La boisson qui vous rend meilleure ?
Le Kombucha que je prépare moi-même. C’est une boisson réalisée en pla çant un champignon chinois dans du thé vert sucré et refroidi. On laisse agir pendant 10 jours, une période pendant laquelle le champignon se nourrit du sucre et produit en échange des acides aminés, des vitamines, des substances excellence pour la santé.
La boisson a un goût pétillant, acidulé et fruité (le Kombucha est un rem de naturel connu en Chine depuis 2200 ans, ndlr).
Dans votre cuisine, à la maison, il y a toujours ?
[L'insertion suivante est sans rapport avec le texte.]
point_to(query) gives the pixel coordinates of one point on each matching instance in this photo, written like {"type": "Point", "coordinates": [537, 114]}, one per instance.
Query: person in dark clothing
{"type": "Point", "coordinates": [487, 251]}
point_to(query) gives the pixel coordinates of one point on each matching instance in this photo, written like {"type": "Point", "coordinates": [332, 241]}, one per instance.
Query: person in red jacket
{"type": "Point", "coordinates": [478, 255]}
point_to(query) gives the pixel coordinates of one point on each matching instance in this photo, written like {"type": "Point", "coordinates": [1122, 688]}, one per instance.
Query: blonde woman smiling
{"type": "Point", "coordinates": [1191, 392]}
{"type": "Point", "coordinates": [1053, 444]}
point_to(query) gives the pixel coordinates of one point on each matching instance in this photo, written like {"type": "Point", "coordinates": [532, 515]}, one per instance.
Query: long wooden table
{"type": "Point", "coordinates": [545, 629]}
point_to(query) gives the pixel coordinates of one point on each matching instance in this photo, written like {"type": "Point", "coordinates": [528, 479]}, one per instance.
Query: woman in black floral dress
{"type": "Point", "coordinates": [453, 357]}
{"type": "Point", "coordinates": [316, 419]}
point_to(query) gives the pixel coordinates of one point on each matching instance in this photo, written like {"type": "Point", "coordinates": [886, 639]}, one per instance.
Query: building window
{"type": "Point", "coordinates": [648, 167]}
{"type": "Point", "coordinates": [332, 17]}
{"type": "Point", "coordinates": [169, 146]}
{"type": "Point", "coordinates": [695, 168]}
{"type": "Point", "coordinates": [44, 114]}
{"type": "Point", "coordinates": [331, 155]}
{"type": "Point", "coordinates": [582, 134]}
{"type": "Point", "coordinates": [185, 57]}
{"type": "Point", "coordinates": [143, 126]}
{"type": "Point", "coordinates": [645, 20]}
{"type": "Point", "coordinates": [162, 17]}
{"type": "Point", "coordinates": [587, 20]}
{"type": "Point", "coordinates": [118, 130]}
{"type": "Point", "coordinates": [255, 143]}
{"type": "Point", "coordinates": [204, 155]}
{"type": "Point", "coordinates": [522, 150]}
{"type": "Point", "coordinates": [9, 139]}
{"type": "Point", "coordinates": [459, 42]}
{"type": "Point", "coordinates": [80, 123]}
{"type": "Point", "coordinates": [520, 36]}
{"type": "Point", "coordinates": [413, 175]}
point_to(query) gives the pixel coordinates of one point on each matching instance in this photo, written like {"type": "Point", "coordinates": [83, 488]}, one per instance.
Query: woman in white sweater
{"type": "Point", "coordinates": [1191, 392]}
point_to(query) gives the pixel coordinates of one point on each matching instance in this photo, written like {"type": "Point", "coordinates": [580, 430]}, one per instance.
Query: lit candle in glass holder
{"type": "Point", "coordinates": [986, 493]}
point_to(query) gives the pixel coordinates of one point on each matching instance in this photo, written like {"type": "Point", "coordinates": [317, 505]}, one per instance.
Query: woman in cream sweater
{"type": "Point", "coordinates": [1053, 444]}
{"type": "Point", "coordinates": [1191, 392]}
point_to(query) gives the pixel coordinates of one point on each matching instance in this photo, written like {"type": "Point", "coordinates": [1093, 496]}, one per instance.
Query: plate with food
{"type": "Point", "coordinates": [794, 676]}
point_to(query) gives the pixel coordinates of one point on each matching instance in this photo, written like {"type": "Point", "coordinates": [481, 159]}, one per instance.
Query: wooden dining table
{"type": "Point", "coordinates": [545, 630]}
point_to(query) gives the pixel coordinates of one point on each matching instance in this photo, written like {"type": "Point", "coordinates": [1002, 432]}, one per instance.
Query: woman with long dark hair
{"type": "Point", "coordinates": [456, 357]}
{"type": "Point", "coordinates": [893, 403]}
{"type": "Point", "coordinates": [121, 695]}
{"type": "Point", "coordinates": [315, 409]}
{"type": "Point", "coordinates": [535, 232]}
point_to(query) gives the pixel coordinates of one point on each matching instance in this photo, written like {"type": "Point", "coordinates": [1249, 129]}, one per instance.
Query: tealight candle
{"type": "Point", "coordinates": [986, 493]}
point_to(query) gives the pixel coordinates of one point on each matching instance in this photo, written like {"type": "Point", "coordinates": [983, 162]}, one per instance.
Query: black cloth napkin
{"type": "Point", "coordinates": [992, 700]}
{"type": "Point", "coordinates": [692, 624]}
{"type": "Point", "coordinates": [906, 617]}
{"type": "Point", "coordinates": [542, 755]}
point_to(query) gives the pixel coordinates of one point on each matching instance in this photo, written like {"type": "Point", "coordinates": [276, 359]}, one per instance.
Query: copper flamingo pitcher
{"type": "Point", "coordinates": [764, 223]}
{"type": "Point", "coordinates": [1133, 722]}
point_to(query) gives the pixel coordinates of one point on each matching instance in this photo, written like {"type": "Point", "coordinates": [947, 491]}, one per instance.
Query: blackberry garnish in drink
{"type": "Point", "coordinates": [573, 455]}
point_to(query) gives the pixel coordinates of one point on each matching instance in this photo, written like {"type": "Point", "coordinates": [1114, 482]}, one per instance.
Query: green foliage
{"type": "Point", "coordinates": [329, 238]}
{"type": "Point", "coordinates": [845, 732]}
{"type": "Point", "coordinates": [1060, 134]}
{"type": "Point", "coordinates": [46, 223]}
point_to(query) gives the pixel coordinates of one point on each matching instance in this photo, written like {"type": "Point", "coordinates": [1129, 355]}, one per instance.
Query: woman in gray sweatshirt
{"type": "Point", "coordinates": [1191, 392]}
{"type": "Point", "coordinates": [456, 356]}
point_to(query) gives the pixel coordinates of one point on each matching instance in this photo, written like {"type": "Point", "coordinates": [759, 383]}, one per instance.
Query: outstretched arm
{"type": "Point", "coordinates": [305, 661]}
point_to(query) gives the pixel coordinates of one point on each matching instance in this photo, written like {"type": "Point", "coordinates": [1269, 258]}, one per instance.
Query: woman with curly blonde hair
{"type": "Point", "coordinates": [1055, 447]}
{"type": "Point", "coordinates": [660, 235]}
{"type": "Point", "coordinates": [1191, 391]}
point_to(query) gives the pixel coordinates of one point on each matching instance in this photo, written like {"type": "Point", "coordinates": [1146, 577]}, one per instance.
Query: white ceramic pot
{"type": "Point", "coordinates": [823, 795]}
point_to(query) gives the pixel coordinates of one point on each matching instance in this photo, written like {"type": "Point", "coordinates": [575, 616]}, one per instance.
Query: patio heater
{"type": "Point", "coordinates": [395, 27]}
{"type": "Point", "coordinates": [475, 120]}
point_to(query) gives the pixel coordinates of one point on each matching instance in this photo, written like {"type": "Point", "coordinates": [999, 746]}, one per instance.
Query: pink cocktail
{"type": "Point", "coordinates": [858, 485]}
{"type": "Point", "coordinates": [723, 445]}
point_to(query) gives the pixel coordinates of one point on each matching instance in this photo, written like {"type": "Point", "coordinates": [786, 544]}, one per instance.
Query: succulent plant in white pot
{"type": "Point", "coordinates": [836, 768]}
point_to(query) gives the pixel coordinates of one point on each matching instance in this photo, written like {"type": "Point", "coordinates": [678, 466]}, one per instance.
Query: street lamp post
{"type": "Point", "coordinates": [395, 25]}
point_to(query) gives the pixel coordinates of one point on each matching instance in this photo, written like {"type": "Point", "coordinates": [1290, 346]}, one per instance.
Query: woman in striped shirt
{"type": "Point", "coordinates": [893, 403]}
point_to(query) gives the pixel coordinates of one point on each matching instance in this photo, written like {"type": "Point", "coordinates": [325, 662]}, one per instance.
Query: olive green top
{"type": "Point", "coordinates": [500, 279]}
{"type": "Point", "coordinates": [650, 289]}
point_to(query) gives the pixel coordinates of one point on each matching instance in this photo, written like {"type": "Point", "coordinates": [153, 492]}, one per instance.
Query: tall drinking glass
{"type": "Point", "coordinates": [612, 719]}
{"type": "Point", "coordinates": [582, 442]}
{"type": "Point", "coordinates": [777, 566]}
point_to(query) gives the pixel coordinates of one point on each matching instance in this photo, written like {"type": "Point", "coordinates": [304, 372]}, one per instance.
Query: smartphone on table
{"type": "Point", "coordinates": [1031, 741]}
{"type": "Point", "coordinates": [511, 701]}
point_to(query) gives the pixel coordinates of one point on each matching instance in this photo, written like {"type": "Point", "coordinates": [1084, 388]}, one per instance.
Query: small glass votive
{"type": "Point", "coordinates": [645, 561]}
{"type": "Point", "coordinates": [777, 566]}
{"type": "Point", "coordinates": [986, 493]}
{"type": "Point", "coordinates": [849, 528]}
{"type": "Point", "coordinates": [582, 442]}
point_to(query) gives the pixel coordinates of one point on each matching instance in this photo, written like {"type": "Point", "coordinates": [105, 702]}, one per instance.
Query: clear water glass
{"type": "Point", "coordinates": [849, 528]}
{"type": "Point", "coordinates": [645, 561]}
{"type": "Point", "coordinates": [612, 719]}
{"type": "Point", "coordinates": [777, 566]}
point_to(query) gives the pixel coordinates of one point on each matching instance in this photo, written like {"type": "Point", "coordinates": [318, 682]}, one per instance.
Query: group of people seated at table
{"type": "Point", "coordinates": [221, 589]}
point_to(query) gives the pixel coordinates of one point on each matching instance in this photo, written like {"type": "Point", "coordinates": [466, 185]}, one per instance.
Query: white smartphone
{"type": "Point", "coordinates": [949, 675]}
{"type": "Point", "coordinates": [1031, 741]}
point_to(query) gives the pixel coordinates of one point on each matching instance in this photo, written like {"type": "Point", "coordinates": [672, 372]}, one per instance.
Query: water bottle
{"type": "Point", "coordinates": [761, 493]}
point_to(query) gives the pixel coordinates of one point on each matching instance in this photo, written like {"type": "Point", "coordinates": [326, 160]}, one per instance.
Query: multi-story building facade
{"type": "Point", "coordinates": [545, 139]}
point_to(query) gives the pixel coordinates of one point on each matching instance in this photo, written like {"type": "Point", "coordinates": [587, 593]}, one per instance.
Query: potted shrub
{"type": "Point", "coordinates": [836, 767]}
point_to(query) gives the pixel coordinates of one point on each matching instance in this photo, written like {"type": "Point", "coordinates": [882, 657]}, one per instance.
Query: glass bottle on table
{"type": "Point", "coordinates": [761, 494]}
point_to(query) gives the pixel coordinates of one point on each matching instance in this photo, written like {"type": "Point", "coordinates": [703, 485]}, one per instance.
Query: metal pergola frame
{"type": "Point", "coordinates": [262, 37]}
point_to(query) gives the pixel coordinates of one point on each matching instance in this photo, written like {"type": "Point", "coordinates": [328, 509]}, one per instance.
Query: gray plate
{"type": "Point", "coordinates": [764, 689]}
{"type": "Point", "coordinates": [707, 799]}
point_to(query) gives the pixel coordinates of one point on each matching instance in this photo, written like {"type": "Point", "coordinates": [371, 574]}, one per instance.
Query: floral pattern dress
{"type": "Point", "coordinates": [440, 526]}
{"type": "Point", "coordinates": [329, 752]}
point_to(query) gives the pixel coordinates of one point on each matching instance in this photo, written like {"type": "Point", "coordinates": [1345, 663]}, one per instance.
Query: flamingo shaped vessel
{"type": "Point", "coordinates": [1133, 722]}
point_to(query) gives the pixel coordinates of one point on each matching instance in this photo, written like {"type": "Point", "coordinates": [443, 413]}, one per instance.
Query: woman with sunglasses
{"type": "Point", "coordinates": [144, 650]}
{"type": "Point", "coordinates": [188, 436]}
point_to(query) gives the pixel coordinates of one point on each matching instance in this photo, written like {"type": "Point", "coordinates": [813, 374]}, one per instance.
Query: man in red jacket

Des tonnes de choses. Ma cuisine rend nécessaires, indispensables même, beaucoup d’ingrédients : une grande variété d’épices douces et d’aromates que j’achète auprès de "La vie en herbes" (producteur de mélanges d’herbes bio basé près d’Annecy, ndlr), toutes mes huiles, colza, olive, sésame, noix ou encore huile de pépin de courge, une variété de farine dont la T80 et la farine de petit épeautre de Haute Provence, de très nombreuses céréales et légumineuses, des algues fraîches de Bretagne, des laits végétaux, des fruits secs et enfin plein de petites merveilles de l’épicerie japonaise, dont l’incontournable purée d’umébosis (une pâte obtenue à partir de prune très utilisée au Japon, ndlr).
Qu’est-ce qui vous rend soupe au lait ?
Les extrêmes, les croyances fanatiques, les duperies en tout genre.
Votre ingrédient fétiche ?
Les algues fraîches, la farine de petit épeautre, le tofu et les laits végétaux.
Quelle est votre recette de vie ?
Rester dans le juste milieu.
Si vous n’aviez pas été chef, quel métier auriez-vous aimé exercer ?
Chanteuse lyrique. A l’âge de 25 ans, j’ai eu à choisir entre la naturopathie et le chant. J’ai choisi le premier et la cuisine mais je travaille toujours le chant au conservatoire.
Votre péché mignon ?
Le chocolat. Les tablettes Raiponce au sucre Rapadura, celles de la Chocolaterie de Crest, dans la Drôme, de Bonneterre ou de Bjorg.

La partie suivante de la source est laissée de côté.